An Instagram Post Forever Altered My Mindset
An Instagram post forever altered my mindset. Take a peek at the image this user posted.
The user who posted that expanded upon the quote saying, "A person can only give you the amount of love, compassion, and understanding they give themselves. You can offer all of those things to them fully and openly - but if they haven't found the awareness of it in themselves they will be unwilling, unaware, and oppositional to whatever it is you have to offer. In these cases, you would do best to not take personally, this persons inability to meet you in your place of love. They do actually have the ability to meet you there, but they are unaware of that ability - which leaves them disempowered as a result of their own oblivion. The more a person grows to love and understand themselves, the more receptive they will be to others displaying that love around them. Until then, understanding that this lack of emotion they have toward you comes from a state of lack within themselves, will help you to view things from a more logical perspective."
To be honest, I'm not sure who Matt Kahn is, but this post stuck with me. I also don't know the user who posted it. I stumbled across it during a time in my life when I needed to read it the most.
I felt like I was giving people around me so much love, compassion, and understanding when they returned very little, I felt emotionally exhausted. I took two major takeaways from this.

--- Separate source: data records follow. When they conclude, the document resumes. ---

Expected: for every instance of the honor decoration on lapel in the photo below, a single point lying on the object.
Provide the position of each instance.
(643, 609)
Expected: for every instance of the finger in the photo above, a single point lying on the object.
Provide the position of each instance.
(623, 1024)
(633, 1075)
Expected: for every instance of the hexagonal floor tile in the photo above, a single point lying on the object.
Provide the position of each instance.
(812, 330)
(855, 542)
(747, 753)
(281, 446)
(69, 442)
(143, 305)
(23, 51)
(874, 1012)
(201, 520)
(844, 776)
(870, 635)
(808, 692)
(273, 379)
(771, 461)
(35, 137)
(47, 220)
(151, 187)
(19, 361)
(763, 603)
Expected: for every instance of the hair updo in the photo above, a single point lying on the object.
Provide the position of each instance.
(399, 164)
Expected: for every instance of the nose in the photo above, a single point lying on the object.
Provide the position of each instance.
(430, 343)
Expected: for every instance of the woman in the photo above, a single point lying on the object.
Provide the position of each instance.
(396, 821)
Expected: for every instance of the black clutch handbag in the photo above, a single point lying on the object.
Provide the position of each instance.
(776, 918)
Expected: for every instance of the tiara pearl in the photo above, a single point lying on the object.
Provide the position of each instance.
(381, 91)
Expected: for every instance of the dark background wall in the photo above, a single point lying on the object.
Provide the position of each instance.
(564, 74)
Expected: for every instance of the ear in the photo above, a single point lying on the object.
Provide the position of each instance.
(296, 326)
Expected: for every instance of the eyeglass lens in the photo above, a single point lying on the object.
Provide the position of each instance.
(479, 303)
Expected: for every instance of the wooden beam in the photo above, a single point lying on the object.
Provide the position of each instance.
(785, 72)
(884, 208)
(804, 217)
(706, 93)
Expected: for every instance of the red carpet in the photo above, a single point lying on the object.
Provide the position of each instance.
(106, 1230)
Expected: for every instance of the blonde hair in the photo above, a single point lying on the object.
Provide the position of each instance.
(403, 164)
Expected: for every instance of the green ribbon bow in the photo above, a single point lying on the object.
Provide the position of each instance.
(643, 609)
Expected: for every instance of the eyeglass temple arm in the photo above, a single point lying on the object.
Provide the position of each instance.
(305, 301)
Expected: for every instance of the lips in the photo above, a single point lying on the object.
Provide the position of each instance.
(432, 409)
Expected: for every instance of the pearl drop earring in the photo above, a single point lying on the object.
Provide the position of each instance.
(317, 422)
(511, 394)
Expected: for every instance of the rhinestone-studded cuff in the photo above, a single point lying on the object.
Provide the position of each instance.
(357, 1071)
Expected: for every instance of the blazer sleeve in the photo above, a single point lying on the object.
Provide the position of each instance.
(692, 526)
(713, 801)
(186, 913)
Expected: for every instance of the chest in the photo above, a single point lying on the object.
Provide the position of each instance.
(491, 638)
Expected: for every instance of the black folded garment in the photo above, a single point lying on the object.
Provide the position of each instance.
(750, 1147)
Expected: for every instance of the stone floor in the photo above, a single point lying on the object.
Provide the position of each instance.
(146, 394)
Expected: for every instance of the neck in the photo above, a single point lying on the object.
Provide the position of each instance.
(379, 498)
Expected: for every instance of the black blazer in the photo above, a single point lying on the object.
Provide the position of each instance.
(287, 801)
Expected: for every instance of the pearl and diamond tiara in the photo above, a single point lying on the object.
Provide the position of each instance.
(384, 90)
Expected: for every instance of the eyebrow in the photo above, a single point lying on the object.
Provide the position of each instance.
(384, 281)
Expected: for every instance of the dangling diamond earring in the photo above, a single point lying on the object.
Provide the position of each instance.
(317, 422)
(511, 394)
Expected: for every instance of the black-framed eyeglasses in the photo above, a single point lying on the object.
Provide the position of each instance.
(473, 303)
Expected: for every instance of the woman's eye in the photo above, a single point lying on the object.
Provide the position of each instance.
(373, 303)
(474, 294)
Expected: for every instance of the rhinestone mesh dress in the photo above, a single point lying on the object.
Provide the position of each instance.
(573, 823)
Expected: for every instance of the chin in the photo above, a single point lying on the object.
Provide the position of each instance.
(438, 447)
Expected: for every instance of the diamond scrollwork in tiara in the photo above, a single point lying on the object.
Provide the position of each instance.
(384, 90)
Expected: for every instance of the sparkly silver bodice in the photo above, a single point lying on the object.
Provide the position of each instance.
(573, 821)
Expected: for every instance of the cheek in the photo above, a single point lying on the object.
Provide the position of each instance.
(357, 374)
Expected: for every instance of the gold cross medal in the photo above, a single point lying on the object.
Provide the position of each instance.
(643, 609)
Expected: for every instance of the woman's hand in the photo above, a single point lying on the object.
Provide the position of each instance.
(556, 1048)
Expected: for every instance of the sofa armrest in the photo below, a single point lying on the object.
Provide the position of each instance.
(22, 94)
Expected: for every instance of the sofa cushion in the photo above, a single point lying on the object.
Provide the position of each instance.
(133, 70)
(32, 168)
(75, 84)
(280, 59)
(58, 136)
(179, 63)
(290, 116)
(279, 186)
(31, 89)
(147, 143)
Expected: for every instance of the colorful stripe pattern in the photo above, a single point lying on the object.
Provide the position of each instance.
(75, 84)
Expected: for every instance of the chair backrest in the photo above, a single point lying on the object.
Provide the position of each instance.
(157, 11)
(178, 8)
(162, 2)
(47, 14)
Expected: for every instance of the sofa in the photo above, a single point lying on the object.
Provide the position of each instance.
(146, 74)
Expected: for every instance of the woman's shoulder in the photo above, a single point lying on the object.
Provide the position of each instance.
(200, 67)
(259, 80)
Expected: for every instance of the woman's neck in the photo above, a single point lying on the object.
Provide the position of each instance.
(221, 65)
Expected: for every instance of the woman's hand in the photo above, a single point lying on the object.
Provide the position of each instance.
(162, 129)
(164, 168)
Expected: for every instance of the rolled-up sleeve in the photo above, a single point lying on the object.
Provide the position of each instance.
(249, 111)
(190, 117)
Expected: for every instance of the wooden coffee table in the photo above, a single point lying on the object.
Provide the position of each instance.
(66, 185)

1. I cannot make anyone change
I cannot force motivation into anybody. It's not my job to teach anybody how to make healthier decisions, to develop a more productive mentality, etc. I can only encourage and support, but even encouragement and support has its limits. I couldn't allow myself to be there for people who were just going to exploit my kindness, and that brings me to the second epiphany I had...
2. I was allowing people to treat me poorly.
I was frustrated, but when I realized that I could not make anybody change, I would have to accept people as they are, which meant I had to make a decision about my relationships. Is this a healthy relationship? How much time should I devote to this relationship?
I've always believed that if you find yourself in an unhealthy relationship, you should address it with that person. If that person takes what you say to heart, awesome! If they blame you, guilt trip you, deflect, etc. you'll probably need to make some difficult decisions.
I allowed people for a long time to have too much say about my feelings, my actions, my thoughts, etc. but the day I owned my value as a person everything changed. I became confident in myself and I no longer allowed people to push me around.
Granted, it happens here and there, but this lesson was a major shift in my life.
It's a better life for yourself when you know your self-worth, stick to your guns, and make productive decisions.